Viviane Santos deu de ombros.
— Tive um imprevisto ontem, fui ao hospital, então tive que pedir ao vice-diretor Victor Mariz para ir. Ainda enfatizei para que ele não olhasse o conteúdo do documento. O que houve? Aconteceu alguma coisa?
Ricardo Nunes estava com dor de cabeça.
De manhã, ele recebeu a intimação de José Lemos, processando o hotel.
— Veja você mesma.
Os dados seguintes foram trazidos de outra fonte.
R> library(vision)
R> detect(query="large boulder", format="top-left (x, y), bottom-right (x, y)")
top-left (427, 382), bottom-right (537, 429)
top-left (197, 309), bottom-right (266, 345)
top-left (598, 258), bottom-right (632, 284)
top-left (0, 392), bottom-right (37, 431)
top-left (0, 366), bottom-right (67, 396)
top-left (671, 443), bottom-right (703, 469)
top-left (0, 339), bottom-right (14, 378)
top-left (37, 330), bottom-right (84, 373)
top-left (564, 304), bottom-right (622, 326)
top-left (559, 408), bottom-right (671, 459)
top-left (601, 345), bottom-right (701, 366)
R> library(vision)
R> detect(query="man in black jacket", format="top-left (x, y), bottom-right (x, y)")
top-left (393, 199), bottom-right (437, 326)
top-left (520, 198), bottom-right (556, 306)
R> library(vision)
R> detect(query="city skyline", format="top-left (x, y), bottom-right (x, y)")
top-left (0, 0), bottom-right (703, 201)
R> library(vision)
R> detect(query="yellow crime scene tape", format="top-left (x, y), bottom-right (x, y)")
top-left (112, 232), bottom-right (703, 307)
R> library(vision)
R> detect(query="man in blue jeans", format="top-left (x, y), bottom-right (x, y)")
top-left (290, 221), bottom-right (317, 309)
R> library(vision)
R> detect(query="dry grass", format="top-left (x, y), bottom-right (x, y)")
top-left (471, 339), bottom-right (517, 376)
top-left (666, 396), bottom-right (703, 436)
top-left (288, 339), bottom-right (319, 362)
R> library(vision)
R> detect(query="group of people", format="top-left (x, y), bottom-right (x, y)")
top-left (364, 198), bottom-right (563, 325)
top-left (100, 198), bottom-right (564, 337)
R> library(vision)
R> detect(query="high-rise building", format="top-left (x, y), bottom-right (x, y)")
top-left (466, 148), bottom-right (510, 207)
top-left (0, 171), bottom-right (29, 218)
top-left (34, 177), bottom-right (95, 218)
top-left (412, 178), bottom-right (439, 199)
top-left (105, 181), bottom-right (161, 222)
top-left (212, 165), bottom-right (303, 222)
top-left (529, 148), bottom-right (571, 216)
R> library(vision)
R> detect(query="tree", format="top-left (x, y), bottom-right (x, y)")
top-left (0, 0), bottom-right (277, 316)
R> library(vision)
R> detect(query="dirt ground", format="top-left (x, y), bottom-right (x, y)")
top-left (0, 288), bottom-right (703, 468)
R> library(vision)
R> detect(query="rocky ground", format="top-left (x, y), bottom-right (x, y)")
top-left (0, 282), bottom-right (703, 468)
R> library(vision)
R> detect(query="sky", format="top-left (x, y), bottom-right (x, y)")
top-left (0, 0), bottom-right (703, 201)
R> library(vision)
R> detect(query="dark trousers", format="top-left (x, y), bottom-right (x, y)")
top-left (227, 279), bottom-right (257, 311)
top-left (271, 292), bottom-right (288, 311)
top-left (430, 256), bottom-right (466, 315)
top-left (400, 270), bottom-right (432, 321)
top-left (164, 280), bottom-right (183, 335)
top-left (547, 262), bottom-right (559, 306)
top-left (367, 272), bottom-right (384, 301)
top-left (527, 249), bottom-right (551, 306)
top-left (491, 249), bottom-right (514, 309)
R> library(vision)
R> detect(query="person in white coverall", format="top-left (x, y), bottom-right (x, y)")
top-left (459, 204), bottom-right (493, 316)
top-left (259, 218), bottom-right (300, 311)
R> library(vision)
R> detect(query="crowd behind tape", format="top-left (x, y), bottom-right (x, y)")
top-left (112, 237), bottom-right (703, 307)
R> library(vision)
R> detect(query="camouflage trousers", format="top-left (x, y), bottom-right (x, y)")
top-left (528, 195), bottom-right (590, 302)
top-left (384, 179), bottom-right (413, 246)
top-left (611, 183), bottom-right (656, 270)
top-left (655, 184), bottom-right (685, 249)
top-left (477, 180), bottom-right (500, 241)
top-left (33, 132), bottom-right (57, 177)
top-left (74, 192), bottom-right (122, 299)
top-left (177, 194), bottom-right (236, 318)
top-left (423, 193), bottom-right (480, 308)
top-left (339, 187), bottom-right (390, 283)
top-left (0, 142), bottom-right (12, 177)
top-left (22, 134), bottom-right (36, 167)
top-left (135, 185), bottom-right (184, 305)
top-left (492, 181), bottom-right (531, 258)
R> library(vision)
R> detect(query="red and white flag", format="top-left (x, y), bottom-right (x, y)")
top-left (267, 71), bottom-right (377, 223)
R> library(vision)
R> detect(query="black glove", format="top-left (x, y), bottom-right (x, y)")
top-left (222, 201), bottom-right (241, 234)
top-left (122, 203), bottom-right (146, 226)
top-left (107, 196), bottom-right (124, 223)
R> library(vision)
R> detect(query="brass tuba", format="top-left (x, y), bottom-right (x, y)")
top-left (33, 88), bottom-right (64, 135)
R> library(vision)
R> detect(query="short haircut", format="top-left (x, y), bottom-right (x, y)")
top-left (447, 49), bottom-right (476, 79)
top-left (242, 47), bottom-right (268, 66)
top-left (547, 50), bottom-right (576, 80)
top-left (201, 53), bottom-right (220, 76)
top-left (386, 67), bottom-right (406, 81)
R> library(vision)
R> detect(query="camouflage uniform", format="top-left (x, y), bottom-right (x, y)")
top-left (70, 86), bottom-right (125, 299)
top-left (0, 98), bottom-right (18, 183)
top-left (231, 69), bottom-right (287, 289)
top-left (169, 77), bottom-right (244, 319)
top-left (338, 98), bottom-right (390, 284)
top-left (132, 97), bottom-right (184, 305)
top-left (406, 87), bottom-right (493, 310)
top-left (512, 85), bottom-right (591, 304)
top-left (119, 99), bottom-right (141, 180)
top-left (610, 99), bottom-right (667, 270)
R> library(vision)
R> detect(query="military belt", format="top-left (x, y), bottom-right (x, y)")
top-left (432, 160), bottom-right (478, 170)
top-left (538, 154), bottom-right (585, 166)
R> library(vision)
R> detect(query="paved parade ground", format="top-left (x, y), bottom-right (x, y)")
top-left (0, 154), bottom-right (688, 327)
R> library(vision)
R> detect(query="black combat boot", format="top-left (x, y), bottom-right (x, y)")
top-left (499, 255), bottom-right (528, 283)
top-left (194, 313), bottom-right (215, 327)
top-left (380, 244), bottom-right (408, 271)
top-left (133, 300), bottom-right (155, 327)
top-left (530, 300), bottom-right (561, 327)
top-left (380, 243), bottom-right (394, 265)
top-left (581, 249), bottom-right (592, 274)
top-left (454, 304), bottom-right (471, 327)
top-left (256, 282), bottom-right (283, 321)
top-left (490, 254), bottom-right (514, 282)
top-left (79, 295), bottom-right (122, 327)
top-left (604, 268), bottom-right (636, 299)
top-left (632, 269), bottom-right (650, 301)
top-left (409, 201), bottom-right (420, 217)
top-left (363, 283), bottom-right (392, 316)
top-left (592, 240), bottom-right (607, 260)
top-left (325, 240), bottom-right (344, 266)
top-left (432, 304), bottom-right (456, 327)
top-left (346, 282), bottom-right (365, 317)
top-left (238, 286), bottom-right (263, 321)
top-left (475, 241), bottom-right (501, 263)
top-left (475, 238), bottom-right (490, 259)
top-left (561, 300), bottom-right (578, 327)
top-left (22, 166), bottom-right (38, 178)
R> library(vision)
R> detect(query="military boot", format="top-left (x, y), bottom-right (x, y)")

Agora você é a maior acionista da empresa, vá negociar com ele.
— Se der errado, a imagem do nosso hotel ficará arruinada e os hóspedes acharão que nossa segurança é problemática.
Viviane Santos sorriu.
— Tio, o senhor está gerenciando o hotel agora. Não consegue lidar com uma crise de relações públicas desse nível?
— Se não conseguir, podemos contratar um gerente externo para comandar tudo?
Ricardo Nunes teve vontade de xingar, mas não conseguiu dizer nada, apenas engoliu a raiva.
Por fim, o Ventos do Rio emitiu um pedido de desculpas e Ricardo Nunes marcou uma reunião com José Lemos na empresa.
José Lemos, é claro, viria; ele precisava ver Viviane Santos.
Quando Viviane Santos voltou ao escritório, Victor Mariz olhou para ela com ressentimento. Ele sabia que ontem à noite não era coisa boa, mas não imaginava que ela tinha cavado um buraco tão grande para ele cair.
O clima no departamento de RH ficou tenso, mas Viviane Santos tranquilamente procurava online almofadas lombares para a avó.
Pouco depois, uma notificação surgiu no celular.
A notícia do noivado entre José Lemos e Isabela Miranda.
Viviane Santos fechou a janela distraidamente, sem se importar.
Ela já estava casada.
Com quem José Lemos se casaria não tinha mais nada a ver com ela.